I went to the radiology department in the hospital where I worked, had a chest x-ray, and picked up the results. While looking at the film, I noticed I actually had three rib fractures and a pelvic fracture, which explained the pain I had been experiencing in my left hip. As I continued to examine the film, I noticed multiple tiny holes throughout my skeleton. They were the unmistakable hallmarks of the life-threatening blood cancer multiple myeloma, and the realization nearly caused an anxiety attack. I knew this was a bad disease and I had just made a fatal diagnosis.

Balancing Effective Treatment and Its Side Effects

A week later, I was sitting in my oncologist’s office discussing his recommended standard-of-care course of treatment: a three-drug regimen of bortezomib, lenalidomide, and dexamethasone. As is common, initially, the treatment was successful in halting disease progression, and that gave me the first sense of optimism I’d felt since my diagnosis. However, the side effects of the treatment, including peripheral neuropathy in my hands and feet that ascended to my knees, mid-thigh, and then peritoneum, affecting my bladder, were so severe I had to use a walker, and they continued to get worse after each treatment cycle.

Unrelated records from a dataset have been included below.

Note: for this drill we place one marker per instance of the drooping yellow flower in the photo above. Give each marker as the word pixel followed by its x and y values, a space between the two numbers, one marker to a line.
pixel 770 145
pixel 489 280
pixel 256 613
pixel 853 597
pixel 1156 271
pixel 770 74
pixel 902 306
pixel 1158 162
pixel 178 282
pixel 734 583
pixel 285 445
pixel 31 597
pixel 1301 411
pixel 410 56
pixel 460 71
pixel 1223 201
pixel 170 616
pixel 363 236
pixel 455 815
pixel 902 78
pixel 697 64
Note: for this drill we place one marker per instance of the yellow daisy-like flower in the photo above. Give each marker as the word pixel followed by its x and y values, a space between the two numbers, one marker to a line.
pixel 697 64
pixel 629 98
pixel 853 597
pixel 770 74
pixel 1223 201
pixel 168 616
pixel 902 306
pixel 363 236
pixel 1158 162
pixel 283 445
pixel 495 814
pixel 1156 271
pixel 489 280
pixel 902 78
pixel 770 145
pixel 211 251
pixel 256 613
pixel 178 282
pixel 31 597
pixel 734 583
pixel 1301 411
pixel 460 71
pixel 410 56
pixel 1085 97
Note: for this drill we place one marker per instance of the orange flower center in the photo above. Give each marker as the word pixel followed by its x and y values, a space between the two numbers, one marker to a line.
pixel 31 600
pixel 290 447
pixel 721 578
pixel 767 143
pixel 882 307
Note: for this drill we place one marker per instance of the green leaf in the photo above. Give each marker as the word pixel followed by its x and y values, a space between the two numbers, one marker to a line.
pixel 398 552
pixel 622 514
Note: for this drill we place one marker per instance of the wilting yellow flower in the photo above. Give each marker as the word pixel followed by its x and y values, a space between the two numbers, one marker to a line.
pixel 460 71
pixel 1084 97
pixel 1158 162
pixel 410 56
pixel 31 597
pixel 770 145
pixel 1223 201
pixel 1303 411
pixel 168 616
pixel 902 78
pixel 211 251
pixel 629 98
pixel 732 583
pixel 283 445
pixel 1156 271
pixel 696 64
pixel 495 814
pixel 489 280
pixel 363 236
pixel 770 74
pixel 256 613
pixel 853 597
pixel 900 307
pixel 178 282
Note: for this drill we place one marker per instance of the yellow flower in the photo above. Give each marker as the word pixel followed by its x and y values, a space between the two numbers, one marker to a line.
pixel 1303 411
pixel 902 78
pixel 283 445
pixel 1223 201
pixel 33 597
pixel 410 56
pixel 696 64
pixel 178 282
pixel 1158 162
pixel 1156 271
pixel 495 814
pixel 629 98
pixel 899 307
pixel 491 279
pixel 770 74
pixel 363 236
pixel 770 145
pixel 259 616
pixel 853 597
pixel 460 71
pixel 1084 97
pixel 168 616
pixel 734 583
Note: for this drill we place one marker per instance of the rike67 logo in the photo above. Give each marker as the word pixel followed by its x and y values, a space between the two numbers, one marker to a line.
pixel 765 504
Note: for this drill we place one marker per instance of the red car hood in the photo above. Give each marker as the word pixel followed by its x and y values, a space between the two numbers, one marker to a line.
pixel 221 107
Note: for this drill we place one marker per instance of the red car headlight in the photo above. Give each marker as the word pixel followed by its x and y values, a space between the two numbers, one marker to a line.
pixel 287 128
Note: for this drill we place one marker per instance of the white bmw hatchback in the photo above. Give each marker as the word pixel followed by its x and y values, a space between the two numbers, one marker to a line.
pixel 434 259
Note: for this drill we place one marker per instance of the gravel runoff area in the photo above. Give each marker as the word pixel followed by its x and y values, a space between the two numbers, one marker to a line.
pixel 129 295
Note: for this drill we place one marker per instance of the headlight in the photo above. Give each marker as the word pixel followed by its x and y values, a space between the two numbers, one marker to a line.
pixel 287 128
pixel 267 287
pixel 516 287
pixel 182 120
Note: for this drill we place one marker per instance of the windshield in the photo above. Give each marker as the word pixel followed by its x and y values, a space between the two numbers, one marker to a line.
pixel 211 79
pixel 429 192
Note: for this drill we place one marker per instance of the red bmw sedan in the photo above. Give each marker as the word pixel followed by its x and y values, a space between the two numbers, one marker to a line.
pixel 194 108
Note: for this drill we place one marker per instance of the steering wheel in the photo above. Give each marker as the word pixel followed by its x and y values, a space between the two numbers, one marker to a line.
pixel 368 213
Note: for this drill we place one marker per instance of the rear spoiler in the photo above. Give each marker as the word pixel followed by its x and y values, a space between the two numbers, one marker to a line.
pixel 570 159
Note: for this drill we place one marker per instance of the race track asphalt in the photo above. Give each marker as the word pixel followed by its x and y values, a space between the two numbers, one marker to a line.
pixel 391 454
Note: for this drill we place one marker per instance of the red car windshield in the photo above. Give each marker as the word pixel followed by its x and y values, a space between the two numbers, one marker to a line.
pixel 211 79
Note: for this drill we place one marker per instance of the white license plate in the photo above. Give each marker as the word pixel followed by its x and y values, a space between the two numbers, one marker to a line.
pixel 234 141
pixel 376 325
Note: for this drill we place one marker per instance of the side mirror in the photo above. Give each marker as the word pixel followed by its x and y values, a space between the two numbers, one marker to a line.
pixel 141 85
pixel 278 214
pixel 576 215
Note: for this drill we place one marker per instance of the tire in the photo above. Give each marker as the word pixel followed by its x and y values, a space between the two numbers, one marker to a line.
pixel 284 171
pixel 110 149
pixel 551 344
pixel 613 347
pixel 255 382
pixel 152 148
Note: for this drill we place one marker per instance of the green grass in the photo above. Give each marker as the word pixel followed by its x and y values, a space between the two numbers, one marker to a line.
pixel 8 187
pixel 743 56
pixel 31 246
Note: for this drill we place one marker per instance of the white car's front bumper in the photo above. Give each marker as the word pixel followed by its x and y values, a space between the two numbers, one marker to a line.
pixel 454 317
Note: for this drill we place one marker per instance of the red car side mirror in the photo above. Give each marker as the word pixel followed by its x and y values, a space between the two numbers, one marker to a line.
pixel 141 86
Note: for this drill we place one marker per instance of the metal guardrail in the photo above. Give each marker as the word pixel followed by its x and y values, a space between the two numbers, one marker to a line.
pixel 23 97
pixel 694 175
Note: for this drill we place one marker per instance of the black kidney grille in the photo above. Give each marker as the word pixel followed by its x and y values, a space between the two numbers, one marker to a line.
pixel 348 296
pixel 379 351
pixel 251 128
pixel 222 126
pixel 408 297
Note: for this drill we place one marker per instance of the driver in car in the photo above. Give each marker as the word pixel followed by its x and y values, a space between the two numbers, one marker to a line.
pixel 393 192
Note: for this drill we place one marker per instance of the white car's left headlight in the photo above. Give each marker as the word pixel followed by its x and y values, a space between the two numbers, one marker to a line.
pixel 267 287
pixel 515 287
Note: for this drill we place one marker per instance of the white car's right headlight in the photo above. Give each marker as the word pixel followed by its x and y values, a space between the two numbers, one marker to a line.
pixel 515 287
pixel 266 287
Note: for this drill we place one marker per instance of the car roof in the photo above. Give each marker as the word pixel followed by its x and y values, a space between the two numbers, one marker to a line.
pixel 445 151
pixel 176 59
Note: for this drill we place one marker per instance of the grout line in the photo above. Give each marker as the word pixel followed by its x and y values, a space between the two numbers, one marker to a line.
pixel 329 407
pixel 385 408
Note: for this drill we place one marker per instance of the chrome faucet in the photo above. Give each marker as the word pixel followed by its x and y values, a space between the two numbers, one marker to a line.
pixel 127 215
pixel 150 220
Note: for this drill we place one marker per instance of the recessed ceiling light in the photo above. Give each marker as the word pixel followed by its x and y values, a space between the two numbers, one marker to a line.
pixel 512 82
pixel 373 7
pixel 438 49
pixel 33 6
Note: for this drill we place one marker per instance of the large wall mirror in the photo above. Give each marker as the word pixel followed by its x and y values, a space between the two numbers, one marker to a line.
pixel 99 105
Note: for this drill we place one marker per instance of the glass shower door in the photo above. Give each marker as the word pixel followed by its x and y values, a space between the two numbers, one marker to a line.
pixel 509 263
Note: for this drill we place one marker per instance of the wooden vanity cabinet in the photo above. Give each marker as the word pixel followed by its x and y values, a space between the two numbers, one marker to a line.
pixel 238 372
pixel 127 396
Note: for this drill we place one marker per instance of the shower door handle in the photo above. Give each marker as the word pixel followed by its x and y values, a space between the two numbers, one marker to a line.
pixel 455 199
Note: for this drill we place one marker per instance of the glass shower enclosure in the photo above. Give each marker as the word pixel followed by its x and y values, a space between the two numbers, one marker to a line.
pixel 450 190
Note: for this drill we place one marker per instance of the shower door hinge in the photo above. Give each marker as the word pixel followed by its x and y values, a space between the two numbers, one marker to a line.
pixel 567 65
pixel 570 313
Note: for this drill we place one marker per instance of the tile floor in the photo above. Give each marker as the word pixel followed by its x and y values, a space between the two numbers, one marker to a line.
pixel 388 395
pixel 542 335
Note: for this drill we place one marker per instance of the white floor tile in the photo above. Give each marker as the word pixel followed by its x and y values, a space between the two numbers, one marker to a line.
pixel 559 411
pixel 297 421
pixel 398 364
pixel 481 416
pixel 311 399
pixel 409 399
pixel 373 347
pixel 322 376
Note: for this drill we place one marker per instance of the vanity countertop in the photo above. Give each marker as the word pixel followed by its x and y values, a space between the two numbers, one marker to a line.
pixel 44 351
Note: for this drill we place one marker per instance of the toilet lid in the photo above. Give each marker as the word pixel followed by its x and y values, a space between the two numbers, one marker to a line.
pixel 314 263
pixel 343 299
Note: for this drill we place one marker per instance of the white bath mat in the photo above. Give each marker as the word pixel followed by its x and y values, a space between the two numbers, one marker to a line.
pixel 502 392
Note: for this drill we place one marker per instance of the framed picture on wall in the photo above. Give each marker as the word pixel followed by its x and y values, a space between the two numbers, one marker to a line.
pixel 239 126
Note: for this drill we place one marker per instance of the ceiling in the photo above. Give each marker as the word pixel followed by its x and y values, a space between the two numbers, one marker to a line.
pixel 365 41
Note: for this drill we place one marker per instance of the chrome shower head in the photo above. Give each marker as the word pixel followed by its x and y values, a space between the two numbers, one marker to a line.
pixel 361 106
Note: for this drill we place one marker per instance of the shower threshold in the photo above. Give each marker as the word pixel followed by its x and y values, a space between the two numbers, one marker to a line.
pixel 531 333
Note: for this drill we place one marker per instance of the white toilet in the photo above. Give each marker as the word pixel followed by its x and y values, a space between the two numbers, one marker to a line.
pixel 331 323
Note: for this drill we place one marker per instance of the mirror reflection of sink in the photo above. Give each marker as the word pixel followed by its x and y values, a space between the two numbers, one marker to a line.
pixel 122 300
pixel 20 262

Although tapering the treatment dosage relieved the peripheral neuropathy, it also accelerated disease progression. Once again, I was faced with the challenge of finding a course of therapy that would be effective against this advancing disease and not be so debilitating it hindered my quality of life.

The good news about treating incurable multiple myeloma is there have been so many advances in new therapies over the past 2 decades that there were many drug regimens to try. Over the next 2 years, I went through eight different combinations of anticancer agents. Although each proved effective in temporarily managing disease progression, they also contributed to worsening the neuropathy in my extremities.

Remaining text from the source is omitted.